Previously, we covered one of the campaigns that leverages USB flash drives as an initial infection vector and concentrates on the Philippines. In this blog post, we are covering two additional USB-based cyber espionage campaigns that have been observed by Managed Defense:

  • SOGU Malware Infection via USB Flash Drives Across Industries and Geographies

    This is the most prevalent USB-based cyber espionage attack using USB flash drives and one of the most aggressive cyber espionage campaigns targeting both public and private sector organizations globally across industry verticals. It uses USB flash drives to load the SOGU malware to steal sensitive information from a host.

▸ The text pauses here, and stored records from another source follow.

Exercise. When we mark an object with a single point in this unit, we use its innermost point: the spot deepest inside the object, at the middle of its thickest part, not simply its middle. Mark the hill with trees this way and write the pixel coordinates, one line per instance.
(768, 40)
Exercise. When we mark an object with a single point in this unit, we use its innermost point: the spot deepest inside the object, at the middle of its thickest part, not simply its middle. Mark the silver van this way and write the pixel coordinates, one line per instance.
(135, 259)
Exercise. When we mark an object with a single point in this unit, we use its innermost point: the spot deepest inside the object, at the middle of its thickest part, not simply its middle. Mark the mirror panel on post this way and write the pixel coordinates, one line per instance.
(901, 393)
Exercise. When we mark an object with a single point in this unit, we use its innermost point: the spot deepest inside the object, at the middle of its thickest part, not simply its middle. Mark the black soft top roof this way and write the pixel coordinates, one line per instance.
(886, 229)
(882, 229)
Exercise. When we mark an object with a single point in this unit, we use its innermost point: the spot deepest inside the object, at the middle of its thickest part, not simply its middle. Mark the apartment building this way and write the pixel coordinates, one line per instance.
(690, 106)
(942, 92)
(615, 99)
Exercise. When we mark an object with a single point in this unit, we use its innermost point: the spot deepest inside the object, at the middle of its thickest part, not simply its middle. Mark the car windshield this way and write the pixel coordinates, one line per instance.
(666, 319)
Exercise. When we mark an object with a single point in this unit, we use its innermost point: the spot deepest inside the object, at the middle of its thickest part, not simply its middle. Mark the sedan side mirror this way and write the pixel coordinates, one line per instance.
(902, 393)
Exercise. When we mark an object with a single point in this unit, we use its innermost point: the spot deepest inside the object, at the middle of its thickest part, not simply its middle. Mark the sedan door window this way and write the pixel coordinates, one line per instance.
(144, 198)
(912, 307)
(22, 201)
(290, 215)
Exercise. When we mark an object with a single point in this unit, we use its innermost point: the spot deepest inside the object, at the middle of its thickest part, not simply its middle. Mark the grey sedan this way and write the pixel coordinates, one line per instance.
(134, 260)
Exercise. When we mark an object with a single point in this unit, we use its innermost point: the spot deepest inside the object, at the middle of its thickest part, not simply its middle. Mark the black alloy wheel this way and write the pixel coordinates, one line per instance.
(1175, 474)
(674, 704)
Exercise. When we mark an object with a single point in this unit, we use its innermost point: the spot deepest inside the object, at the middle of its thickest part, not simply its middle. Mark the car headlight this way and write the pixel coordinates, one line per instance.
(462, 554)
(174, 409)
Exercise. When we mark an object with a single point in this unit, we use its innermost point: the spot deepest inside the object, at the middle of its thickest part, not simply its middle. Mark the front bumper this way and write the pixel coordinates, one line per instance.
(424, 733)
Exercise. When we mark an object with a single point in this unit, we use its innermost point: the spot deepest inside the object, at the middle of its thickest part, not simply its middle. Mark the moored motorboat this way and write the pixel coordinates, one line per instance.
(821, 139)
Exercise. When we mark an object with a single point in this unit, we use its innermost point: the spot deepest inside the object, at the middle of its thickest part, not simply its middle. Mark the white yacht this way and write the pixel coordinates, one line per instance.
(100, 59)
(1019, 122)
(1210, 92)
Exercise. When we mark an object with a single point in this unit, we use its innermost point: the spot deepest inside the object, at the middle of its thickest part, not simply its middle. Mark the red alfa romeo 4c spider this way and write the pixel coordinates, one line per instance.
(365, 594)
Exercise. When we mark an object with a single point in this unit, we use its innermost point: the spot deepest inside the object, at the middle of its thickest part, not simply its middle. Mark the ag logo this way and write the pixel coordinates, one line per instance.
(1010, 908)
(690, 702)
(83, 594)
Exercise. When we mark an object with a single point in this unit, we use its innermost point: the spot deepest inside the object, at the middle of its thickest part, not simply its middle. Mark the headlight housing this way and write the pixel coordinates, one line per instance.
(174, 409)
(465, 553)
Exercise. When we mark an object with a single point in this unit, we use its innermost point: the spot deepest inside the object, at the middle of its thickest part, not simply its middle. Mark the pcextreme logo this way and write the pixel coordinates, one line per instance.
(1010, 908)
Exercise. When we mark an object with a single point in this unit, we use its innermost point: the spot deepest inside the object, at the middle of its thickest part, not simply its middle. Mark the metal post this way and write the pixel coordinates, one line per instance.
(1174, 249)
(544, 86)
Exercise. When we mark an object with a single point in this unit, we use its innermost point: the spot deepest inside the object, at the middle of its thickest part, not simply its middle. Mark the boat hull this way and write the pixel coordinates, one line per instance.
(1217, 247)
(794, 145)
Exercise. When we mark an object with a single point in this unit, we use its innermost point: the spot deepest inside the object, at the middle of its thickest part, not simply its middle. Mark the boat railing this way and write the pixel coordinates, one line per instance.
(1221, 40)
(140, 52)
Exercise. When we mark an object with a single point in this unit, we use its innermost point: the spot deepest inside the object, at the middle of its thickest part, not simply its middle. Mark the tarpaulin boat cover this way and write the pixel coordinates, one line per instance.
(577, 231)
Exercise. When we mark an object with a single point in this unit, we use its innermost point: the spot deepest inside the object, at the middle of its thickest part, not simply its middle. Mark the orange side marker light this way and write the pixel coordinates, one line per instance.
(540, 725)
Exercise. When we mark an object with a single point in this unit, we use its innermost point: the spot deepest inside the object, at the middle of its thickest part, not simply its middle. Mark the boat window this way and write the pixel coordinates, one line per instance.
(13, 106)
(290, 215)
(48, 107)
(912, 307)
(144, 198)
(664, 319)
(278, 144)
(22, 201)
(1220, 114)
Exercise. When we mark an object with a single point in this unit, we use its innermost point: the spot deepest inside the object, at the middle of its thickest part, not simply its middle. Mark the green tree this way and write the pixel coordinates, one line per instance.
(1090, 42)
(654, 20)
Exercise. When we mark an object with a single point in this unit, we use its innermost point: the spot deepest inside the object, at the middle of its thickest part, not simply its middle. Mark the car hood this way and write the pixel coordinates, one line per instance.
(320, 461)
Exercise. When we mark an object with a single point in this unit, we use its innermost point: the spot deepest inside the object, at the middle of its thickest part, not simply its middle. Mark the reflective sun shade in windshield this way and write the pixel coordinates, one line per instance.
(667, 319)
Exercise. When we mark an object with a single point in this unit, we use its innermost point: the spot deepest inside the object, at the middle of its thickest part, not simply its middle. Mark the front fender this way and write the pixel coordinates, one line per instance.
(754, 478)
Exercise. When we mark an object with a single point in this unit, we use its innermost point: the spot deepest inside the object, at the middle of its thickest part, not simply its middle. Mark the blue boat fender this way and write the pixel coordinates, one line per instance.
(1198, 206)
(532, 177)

    Mandiant attributes this campaign to TEMP.Hex, a China-linked cyber espionage actor. TEMP.Hex likely conducted these attacks to collect information in support of Chinese national security and economic interests. These operations pose a risk to a variety of industries, including construction and engineering, business services, government, health, transportation, and retail in Europe, Asia, and the United States.
     
  • SNOWYDRIVE Malware Infection via USB Flash Drives, Targets Oil and Gas Organizations in Asia

    This campaign uses USB flash drives to deliver the SNOWYDRIVE malware. Once SNOWYDRIVE is loaded, it creates a backdoor on the host system, giving attackers the ability to remotely issue system commands. It also spreads to other USB flash drives and propagates throughout the network.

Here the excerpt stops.